As such, corporate L&D is no longer about formal training courses, but blending a range of formal and informal learning experiences such as in-person training, mobile online learning, social discussion forums and even virtual reality (VR).
To help shape a next-generation learning environment and provide employees with the opportunities they need and want, in this feature we speak to HR and business leaders from UTC Climate, Controls & Security, Certis CISCO, and OWNDAYS Singapore to explore the forms of continuing and executive education available to the modern learner, and the business benefits from such opportunities.
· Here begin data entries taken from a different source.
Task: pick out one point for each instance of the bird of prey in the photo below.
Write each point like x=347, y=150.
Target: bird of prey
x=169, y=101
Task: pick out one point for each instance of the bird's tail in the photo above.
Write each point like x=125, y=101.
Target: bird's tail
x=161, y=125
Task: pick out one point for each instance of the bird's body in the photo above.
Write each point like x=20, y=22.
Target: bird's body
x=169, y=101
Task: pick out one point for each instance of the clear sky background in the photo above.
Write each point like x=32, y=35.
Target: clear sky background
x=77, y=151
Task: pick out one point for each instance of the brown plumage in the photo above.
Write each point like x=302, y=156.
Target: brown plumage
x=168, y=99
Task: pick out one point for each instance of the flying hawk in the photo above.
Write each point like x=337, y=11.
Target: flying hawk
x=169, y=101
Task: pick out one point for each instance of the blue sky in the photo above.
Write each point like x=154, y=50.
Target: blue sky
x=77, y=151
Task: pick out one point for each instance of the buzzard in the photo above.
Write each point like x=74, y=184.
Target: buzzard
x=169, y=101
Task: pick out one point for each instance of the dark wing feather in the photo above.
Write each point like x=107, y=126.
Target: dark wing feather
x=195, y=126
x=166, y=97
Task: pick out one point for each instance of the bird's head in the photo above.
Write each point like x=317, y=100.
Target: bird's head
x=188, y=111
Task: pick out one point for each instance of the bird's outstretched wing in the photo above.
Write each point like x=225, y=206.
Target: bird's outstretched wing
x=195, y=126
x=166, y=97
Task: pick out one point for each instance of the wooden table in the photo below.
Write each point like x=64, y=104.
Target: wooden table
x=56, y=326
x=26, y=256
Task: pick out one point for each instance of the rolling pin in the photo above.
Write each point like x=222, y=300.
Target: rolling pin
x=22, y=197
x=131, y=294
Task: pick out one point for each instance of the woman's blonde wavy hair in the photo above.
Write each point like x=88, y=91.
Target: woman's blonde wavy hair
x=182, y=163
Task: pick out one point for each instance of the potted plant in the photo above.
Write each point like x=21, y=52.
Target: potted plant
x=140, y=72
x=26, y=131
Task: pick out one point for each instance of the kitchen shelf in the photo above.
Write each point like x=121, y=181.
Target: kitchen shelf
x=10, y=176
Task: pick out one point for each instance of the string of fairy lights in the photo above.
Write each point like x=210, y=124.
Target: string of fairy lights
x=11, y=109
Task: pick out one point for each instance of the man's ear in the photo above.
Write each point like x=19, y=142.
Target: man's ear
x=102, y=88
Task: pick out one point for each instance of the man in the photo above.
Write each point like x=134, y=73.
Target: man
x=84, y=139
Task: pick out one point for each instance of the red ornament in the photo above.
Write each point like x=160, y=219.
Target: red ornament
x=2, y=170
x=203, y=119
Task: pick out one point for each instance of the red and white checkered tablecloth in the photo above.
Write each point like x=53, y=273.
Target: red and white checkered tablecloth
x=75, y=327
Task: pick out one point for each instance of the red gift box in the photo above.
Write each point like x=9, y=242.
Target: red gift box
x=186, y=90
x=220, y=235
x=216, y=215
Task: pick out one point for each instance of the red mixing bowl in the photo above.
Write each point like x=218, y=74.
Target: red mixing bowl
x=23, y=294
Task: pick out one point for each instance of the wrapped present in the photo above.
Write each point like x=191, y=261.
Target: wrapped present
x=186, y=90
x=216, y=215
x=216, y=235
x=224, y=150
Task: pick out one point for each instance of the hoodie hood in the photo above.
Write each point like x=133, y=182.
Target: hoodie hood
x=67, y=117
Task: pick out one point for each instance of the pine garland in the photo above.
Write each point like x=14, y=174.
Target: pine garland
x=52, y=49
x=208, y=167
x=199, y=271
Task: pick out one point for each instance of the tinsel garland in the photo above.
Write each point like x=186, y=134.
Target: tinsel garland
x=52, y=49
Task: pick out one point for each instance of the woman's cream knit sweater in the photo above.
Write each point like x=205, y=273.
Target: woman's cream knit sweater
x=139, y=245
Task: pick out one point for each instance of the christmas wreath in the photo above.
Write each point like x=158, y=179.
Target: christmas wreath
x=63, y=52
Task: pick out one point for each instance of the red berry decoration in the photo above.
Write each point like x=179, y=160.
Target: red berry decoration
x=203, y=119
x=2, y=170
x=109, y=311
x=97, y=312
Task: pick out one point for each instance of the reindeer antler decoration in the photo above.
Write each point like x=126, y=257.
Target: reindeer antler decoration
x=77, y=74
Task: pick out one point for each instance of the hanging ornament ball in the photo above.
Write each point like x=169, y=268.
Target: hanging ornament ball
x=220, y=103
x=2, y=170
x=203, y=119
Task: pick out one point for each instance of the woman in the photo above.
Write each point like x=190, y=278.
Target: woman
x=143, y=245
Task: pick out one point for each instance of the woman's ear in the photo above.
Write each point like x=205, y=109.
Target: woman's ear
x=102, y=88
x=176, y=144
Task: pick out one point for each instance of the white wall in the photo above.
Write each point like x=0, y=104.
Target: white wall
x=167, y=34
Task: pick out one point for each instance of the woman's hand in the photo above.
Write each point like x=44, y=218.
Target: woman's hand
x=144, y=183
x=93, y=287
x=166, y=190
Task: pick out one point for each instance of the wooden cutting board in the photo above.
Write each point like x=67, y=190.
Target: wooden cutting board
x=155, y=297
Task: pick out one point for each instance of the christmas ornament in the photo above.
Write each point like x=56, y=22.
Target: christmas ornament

Case 1: A climate of lifelong learningTo sustain its name as one of the most innovative high-technology manufacturers of building systems globally, it is no surprise UTC Climate, Controls & Security believes in lifelong learning.
Charlene Ge, vice-president of HR for Asia Pacific at UTC Climate, Controls & Security, explains: “We strive to create an environment where learning and applying new approaches to problems are both encouraged and rewarded and the employee scholar programme (ESP) plays an integral part in advancing this culture.”
Launched in 1996, the goal of the ESP – as it remains today – was for UTC to have the best-educated workforce in the world, as well as to benefit society at large through the pursuit of knowledge. “The world is constantly changing, and it is important that we evolve and learn to adapt to remain competitive,” she says.
UTC believes that by encouraging staff to pursue higher education and giving them the choice to pursue knowledge in the fields of their interest, though it may not be directly related to their current job, it is encouraging passionate lifelong learning. This also empowers employees to take personal ownership of their careers.
“We believe it is not the knowledge itself, but rather the drive to continue to learn and adapt, which will, in the end, help us change the world.”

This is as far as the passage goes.